The LRSplineVolume manages the geometric and topological information of the spline volume. It holds references to the underlying Mesh3D structure, which defines the knot intervals and element connectivity. It also maintains a collection of LRBSpline3D basis functions, which are the fundamental building blocks of the spline volume. The class provides methods for evaluating the volume at specific parameter points, evaluating on a grid, and performing refinement operations. The exmple program evaluateLRVolume.C demonstrates the various evaluation possibilities.

LRSplineVolume is the owner of all information required to represent the volume.

Key Data Members:

: fragment Go::Mesh3D& mesh_: The underlying 3D mesh that defines the parametric domain and local refinement structure. BSplineMap bsplines_: An internal map of individual B-spline basis functions.

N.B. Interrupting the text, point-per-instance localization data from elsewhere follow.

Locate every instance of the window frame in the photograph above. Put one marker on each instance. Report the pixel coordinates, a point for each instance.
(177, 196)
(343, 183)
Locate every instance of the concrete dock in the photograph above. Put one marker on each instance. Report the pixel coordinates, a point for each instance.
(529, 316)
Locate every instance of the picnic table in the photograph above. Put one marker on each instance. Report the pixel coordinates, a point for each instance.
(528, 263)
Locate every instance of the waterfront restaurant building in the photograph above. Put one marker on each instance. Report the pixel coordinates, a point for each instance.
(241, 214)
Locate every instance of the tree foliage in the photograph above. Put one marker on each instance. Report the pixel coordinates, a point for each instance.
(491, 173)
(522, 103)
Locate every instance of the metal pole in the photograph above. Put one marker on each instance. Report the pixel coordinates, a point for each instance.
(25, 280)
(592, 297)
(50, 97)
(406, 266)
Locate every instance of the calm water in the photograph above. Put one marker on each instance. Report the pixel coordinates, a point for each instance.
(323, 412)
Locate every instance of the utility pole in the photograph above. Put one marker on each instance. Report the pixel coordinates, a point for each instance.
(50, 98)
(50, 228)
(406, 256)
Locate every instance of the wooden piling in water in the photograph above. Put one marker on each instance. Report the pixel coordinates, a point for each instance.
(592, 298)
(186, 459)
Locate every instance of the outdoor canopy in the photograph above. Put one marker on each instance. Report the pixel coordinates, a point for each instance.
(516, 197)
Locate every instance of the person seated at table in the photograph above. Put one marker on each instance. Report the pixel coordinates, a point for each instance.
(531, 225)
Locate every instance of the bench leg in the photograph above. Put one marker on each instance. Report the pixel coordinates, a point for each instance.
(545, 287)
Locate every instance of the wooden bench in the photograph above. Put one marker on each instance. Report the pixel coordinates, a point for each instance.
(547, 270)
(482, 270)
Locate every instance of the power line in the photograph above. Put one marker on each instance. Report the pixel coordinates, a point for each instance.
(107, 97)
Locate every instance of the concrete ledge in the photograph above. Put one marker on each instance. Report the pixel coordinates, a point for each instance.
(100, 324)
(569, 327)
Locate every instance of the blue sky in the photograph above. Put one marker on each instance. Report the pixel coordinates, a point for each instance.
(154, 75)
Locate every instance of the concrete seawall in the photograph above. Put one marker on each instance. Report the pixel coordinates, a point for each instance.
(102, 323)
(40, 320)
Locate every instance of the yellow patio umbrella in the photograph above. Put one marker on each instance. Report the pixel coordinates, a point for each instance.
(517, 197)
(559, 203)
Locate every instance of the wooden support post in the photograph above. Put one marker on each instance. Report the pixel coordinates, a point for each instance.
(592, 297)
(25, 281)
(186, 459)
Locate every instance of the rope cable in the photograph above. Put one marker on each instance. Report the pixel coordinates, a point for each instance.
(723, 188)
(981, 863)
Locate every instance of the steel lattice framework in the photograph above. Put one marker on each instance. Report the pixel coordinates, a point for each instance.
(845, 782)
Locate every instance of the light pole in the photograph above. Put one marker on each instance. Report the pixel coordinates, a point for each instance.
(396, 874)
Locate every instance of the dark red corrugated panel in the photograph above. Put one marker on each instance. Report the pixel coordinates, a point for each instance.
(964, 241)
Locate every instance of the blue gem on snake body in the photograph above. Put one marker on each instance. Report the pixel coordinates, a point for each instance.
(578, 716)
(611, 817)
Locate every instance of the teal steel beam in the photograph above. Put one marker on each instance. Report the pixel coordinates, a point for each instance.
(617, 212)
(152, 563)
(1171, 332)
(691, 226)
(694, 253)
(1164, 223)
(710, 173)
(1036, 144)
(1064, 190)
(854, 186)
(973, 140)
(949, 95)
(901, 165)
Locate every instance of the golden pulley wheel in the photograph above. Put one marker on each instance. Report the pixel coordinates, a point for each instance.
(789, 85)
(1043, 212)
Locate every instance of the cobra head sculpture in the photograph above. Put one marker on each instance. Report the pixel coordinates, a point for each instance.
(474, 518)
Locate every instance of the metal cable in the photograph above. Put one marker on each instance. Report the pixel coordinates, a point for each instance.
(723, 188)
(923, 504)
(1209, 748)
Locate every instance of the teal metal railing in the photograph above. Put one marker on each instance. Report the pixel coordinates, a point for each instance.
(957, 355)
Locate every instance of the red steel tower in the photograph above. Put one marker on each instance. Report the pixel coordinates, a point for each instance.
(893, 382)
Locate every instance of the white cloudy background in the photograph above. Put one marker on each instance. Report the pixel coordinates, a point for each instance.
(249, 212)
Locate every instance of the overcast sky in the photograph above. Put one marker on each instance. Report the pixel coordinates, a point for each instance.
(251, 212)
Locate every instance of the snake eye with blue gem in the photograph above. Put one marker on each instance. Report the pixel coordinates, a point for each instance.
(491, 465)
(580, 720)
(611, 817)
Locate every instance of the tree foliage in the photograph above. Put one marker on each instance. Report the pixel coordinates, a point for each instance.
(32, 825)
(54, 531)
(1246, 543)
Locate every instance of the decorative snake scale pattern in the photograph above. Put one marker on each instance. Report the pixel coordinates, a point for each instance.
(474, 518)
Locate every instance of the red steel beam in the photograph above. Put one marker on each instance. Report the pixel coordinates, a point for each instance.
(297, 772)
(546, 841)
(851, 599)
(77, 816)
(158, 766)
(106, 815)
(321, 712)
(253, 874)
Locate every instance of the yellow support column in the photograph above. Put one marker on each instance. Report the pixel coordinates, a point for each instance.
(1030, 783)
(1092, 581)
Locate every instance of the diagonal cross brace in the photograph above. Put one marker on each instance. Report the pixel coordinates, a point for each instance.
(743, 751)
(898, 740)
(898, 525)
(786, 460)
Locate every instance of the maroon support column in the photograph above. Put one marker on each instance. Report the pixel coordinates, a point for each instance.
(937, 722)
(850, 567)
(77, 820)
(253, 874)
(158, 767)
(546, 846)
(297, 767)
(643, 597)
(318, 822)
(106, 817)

ElementMap emap_: A map holding information about the individual mesh elements and their associated basis functions.

Univariate B-splines in the three parameter directions are contained
in LRSplineVolume to be referenced by LRBSpline3D.

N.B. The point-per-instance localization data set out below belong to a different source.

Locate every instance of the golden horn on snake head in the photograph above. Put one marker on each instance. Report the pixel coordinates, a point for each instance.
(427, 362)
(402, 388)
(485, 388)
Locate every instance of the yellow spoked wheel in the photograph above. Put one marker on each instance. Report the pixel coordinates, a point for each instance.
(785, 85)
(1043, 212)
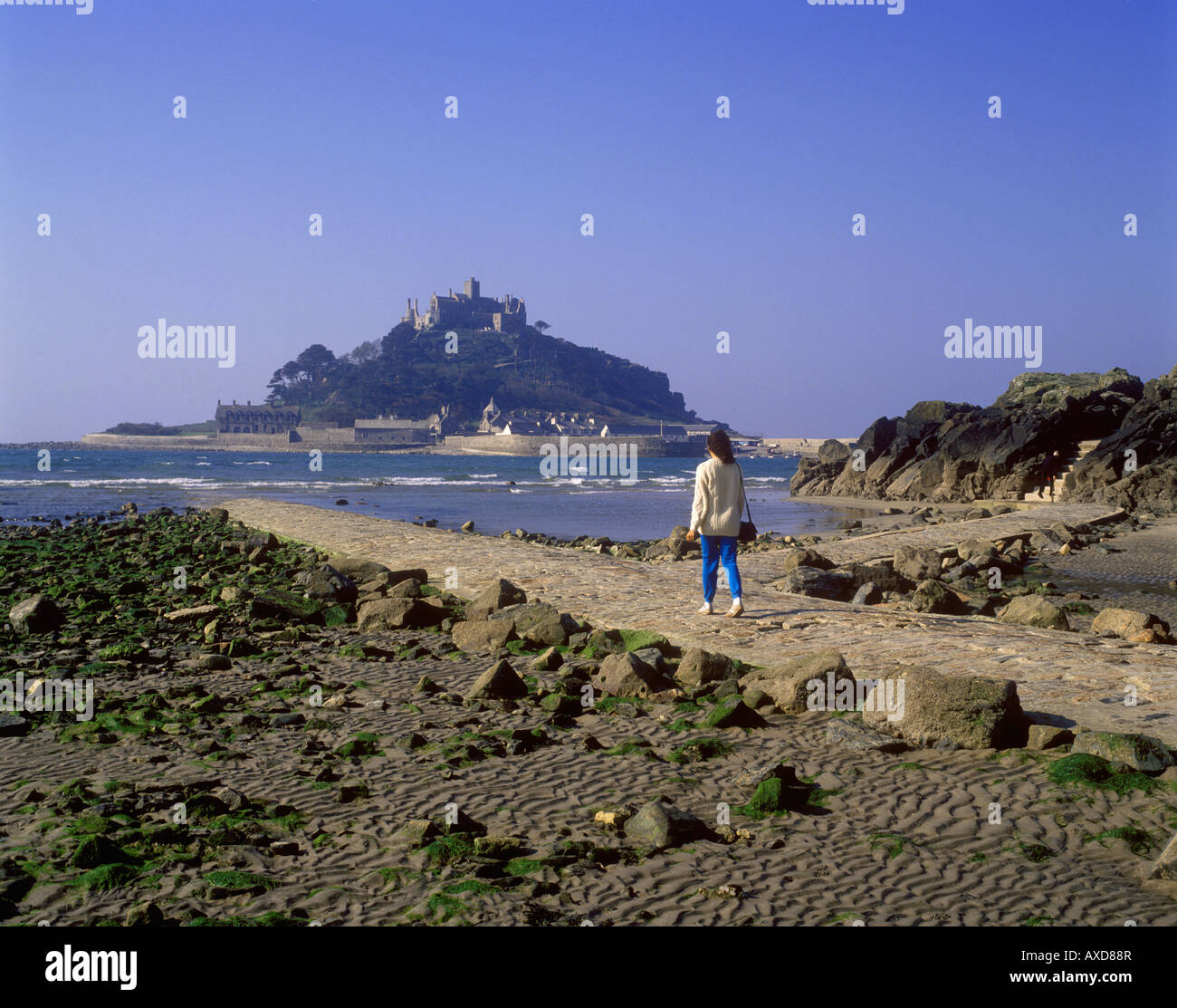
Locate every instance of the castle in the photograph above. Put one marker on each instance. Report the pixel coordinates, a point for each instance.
(469, 310)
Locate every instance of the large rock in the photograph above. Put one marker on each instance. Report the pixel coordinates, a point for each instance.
(917, 564)
(1034, 610)
(398, 614)
(817, 583)
(360, 570)
(498, 682)
(804, 683)
(35, 615)
(494, 597)
(1140, 752)
(957, 451)
(658, 826)
(934, 596)
(627, 675)
(537, 623)
(483, 635)
(1125, 623)
(929, 706)
(699, 667)
(328, 584)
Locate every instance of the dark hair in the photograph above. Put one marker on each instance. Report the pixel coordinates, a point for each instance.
(721, 444)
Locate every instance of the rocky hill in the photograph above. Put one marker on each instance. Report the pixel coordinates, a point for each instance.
(413, 373)
(957, 451)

Evaluation is performed through the functions point and elementGridEvaluate. The first is implemented in several varieties: With and without computing derivatives and with and without getting the relevant element as input. The latter evaluates a grid of points in a specified element.

Other classes, definitions and namespaces

• LRVolApprox Approximates a 4-dimensional point cloud by an LR spline function (1D volume). The three first point coordinates are seen as the parameter tripple corresponding to the points. The last coordinate is approximated. Refinement is performed according to the distance between the point cloud and the volume and guided by a given tolerance.
• LRBSpline3DUtils Provides utility functions for refinement related to LRBSpline3D objects.
• Direction3D Specifies the parameter direction of a volume.
• LRSpline3DUtils Provides utility functions for spline volumes, mostly related to refinement, but contains also functionality for evaluation of all B-splines in a specified parameter tripple.
• LRFeature3DUtils Given a current LR spline volume with an associated point cloud, compute feature output in a grid. Called from LRVolApprox to visualize certain aspects of the approximation.
• LRSpline3DMBA Called from LRVolApprox. The name space provides functionality to update an LR spline volume using an adaptation to the local approximation method multi resolution B-spline approximation.
• LRSpline3DBezierCoefs Bezier extraction. Coefficients of Bezier volumes are computed by interpolation of a set of sample points depending on the degrees of the LR B-spline volume. Only the quadratic and cubic cases are supported, information of use can be found in the example program Bezier_extraction.C.
• LRSpline3DEvalGrid Grid evaluation of the elements of an LR spline volume.
• LRVolStitch Modifies a collection of trivariate LR spline functions organized in a regular pattern to obtain $C^0$ or $C^1$ continuity between adjacent functions. The process involves an increase in data size of the functions.